No One Left to Lie To: The Triangulations of William Jefferson Clinton
- First edition cover (1999)
- Author: Christopher Hitchens
- Language: English
- Subject: Bill Clinton
- Publisher: Verso Books
- Publication date: 1999
- Publication place: United States/United Kingdom
- Media type: Print (hardcover and paperback)
- Pages: 122 (original hardback) 160 (expanded paperback)
- ISBN: 978-1859847367
- Dewey Decimal: 973.929/092
- LC Class: E886.2 .H58 1999

= No One Left to Lie To =

1999 book by Christopher Hitchens

No One Left to Lie To: The Triangulations of William Jefferson Clinton is a 1999 book about President of the United States Bill Clinton by author and journalist Christopher Hitchens. It was first published in hardback by the New Left Review imprint, Verso Books.

==Synopsis==
The book is journalist and essayist Christopher Hitchens's polemic on the political career of American president Bill Clinton. Hitchens examines Clinton's psychology and how it affected the then-president's record in war, acts that led to accusations of sexual abuse, his skill at "triangulation" and his relationship with his wife Hillary.

Discussing the book on the April 28, 1999, episode of Charlie Rose, Hitchens said he wrote the book to criticize what he perceived as Clinton's political corruption and conservatism, seeing them as mutually reinforcing. He was also critical of many mainstream American liberals for their support of Clinton.

===Paperback edition===
Its re-publication in paperback in 2000 featured expanded content, a new subtitle (The Values of the Worst Family), and an additional image of Hillary Clinton on the front cover.

==Reception==
No One Left to Lie To drew mixed responses.
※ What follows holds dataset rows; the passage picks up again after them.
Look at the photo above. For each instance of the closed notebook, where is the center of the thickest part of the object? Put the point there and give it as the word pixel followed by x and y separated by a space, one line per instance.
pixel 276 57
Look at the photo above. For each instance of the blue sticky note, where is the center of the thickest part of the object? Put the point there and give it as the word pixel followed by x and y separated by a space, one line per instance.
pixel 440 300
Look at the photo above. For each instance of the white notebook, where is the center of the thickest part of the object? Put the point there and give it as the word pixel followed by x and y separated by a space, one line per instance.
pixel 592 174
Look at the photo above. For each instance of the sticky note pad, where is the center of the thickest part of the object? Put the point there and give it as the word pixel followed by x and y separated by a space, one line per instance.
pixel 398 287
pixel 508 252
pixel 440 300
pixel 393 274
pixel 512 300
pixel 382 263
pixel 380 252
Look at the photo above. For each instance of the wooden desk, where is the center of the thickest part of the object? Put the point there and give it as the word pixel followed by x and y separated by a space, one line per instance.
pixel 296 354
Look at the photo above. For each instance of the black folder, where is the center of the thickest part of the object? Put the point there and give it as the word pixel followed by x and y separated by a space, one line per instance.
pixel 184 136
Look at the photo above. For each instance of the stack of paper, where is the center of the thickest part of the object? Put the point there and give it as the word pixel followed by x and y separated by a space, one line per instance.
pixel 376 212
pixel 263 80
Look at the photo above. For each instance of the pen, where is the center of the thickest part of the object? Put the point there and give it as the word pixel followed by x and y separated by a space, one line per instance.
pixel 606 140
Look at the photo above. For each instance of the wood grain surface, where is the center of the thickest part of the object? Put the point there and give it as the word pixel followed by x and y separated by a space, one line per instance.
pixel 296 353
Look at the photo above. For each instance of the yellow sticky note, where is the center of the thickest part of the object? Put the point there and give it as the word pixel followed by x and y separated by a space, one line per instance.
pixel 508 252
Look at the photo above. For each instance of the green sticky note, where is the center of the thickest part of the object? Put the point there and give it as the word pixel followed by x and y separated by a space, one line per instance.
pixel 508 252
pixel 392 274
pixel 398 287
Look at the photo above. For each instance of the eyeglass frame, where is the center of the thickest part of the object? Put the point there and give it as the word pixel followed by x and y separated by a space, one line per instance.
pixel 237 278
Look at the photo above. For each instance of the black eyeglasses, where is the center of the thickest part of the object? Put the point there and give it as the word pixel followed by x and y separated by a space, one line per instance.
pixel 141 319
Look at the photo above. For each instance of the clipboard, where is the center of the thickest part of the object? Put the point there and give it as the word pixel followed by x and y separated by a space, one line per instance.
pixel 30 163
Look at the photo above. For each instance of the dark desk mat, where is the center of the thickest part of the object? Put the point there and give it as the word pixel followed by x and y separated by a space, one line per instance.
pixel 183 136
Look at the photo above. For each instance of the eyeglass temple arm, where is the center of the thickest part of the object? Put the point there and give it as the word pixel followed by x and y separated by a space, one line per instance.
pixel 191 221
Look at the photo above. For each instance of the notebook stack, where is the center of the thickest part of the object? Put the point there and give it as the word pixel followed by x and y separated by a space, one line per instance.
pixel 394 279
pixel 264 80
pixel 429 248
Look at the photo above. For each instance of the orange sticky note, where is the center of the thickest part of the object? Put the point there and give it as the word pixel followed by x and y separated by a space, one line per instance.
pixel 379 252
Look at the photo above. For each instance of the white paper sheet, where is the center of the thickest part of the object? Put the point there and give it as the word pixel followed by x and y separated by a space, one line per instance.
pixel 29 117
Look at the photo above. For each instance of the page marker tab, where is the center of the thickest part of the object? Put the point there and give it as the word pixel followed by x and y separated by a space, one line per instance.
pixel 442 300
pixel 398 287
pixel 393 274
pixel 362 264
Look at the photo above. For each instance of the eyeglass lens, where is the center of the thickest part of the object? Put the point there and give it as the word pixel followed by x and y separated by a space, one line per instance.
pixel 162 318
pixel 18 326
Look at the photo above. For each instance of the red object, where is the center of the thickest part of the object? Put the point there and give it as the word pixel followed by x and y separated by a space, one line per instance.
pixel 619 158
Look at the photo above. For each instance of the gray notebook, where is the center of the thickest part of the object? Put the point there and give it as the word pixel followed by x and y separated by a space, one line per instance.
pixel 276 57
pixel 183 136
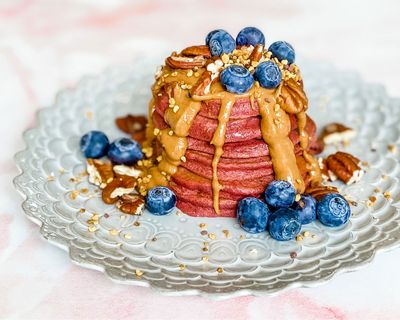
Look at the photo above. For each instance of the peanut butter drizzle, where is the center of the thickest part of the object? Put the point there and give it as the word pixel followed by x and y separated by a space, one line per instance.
pixel 275 129
pixel 312 163
pixel 218 140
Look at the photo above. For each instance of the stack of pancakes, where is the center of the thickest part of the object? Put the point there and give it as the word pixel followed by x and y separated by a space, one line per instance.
pixel 245 168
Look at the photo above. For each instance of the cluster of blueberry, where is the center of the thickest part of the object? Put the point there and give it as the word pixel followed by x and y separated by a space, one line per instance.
pixel 283 217
pixel 237 78
pixel 95 145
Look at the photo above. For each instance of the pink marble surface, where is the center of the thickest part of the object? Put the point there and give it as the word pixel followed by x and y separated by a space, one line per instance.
pixel 46 45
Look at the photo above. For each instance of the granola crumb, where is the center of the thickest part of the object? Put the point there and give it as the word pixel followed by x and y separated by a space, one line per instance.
pixel 226 233
pixel 212 236
pixel 138 273
pixel 114 232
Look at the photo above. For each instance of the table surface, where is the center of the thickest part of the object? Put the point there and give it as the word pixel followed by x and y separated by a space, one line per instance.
pixel 48 45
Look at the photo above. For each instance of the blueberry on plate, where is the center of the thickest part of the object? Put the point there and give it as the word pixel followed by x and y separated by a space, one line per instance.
pixel 211 33
pixel 280 194
pixel 284 224
pixel 250 36
pixel 236 79
pixel 160 200
pixel 283 51
pixel 94 144
pixel 125 151
pixel 252 215
pixel 306 207
pixel 268 75
pixel 333 210
pixel 221 42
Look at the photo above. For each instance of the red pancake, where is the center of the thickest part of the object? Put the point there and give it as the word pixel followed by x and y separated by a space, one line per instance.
pixel 184 177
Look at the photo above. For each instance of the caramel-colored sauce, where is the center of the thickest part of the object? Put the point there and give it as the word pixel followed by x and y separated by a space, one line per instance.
pixel 275 106
pixel 275 129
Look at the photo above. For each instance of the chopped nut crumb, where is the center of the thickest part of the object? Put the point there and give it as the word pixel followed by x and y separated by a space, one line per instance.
pixel 138 273
pixel 114 232
pixel 92 228
pixel 392 148
pixel 212 236
pixel 226 233
pixel 74 194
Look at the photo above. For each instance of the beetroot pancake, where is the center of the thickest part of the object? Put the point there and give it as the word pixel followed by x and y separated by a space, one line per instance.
pixel 214 145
Referring to the work as "at once illuminating and depressing", Stephen Thompson of The A.V. Club wrote that Hitchens "ultimately does an excellent and revelatory job of not only breaking down Clinton's various alleged and provable offenses [...] but tying them together, making a case for how his much-discussed character flaws actually affect his ability to serve the people." Nick Cohen of The Observer defended Hitchens's comparison of Clinton's America to a banana republic, and praised the chapter on the president's war crimes. Edward Said of Al-Ahram Weekly praised the book as "By far the best of all the books on the Clinton era". Carla Power of Newsweek referred to the book as "witty" and "well researched". The Economist praised the book for its passionate critique of the Clinton administration.

Conversely Louis Menand wrote in The New York Times Magazine that the book fed the reader's confirmation bias, that it served to "confirm every prejudice you ever had on the subject, plus a few you might not even have known you had". In the London Review of Books, Martin Jay criticized the lack of footnotes and argued that "the book is itself an extended op-ed piece, resting more on avid belief and strongly held opinions than hard, dispassionately presented knowledge, and liberally drawing on its author's formidable rhetorical skills to convince the reader. Hitchens's argument is based on a welter of assertions about Clinton's actions – many of which, I hasten to add, are all too plausible – that are never backed up in a convincing way by verifiable sources". Charles Taylor of Salon accused Hitchens of making unsubstantiated accusations and wrote that "the damnable thing about No One Left to Lie To is that had Hitchens focused on [Clinton's triangulations], he might have produced a very compelling and very damaging book." Karen Lehrman of The New York Times, while lauding "Hitchens's brave willingness to show all the sordid scenarios in which our emperor has removed his clothes", found the book emotionally undisciplined in the depth of its negativity toward Clinton, writing that the author "is appalled by virtually everything the President does."